OINK BREAK
Surfing Pigs, Lost Journals, and the Myth of Rajiv Das
by Ben Millar Cole
It started as a rumor. Pigs, real pigs, surfing the waves off a remote cove in the Andaman Islands. No guidebook mentioned them, but locals whispered stories—of shipwrecked pigs who learned to ride the sea, of a wandering filmmaker who vanished chasing their legend. I went looking for them. What I found was Oink Break: a fever-dream of surf, myth, and lost cinema.
The Pigs Surf at Dawn
The first time I saw them, it was sunrise. Three pigs, sleek and salt-crusted, paddled into the lineup, their snouts slicing through the glassy water. One—Bodhi Pig, as the locals called him—dropped into a wave, his body low, steady, perfectly balanced. Onshore, a teenager pumped his fists like his favorite team had just scored. A dreadlocked surfer named Arif shook his head.

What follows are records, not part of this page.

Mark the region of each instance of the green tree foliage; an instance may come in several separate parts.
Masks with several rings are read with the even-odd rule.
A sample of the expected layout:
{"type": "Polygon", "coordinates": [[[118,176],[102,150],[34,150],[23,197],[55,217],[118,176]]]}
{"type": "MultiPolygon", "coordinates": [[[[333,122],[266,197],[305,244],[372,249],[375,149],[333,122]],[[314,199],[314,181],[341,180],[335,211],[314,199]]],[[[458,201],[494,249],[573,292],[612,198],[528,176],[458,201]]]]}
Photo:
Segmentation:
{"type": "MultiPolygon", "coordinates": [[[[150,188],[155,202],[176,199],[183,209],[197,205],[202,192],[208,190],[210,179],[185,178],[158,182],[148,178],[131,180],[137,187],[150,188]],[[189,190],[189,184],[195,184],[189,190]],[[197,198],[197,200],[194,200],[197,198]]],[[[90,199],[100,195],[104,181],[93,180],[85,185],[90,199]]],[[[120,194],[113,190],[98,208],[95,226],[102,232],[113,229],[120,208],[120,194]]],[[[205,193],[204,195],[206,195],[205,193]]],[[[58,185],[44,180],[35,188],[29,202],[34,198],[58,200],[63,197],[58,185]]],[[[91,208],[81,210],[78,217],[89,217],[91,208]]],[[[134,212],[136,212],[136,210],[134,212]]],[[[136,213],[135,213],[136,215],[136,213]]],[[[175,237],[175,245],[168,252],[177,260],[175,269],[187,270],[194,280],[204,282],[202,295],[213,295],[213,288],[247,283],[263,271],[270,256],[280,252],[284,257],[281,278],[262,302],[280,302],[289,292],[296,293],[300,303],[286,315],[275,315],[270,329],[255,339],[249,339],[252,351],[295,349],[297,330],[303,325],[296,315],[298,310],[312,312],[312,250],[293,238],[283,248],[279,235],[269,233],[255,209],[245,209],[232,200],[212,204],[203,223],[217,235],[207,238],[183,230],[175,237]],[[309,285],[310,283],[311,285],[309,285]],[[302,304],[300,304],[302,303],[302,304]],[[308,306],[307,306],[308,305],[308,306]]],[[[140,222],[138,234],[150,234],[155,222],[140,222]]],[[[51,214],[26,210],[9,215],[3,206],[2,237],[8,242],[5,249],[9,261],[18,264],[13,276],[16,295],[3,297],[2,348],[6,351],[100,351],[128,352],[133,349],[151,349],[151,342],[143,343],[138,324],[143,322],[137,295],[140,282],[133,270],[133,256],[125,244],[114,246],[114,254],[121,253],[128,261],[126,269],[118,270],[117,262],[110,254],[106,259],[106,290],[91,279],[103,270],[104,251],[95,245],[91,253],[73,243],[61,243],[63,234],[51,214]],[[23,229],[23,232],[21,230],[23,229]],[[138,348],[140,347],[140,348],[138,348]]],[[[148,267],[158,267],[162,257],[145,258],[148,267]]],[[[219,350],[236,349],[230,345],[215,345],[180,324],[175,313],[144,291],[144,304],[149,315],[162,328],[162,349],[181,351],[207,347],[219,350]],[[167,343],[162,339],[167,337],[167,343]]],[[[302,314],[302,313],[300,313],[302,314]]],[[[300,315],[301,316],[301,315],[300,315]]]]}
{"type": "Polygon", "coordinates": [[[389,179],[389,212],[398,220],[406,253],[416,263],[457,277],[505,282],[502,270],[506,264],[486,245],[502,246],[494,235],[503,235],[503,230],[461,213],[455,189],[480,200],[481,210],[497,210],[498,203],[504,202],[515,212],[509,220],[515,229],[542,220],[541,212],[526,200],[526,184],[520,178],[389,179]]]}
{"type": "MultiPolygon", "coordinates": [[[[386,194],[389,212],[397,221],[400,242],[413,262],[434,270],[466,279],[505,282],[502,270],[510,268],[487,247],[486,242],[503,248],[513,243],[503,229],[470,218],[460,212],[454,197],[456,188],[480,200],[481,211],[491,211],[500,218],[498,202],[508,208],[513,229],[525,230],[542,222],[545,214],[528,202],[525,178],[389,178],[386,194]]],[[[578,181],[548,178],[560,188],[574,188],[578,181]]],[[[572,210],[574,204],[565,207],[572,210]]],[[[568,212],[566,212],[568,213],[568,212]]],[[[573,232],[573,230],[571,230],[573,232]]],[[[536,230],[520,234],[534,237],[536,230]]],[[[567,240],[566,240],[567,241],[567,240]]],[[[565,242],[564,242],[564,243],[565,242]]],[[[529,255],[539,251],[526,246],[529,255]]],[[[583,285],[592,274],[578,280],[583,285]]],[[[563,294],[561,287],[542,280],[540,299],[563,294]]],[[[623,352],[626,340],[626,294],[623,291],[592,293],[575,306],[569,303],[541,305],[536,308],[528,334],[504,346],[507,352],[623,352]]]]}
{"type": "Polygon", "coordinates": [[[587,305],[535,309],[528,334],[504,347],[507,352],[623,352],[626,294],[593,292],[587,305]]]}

"They surf better than me," he laughed.
"They surf for freedom," an old fisherman muttered.
Legends clung to them like barnacles. Some swore they carried the souls of lost sailors, others claimed an exiled Australian surfer trained them decades ago. But the truth didn’t matter. They were here. They rode waves. They were better than we deserved.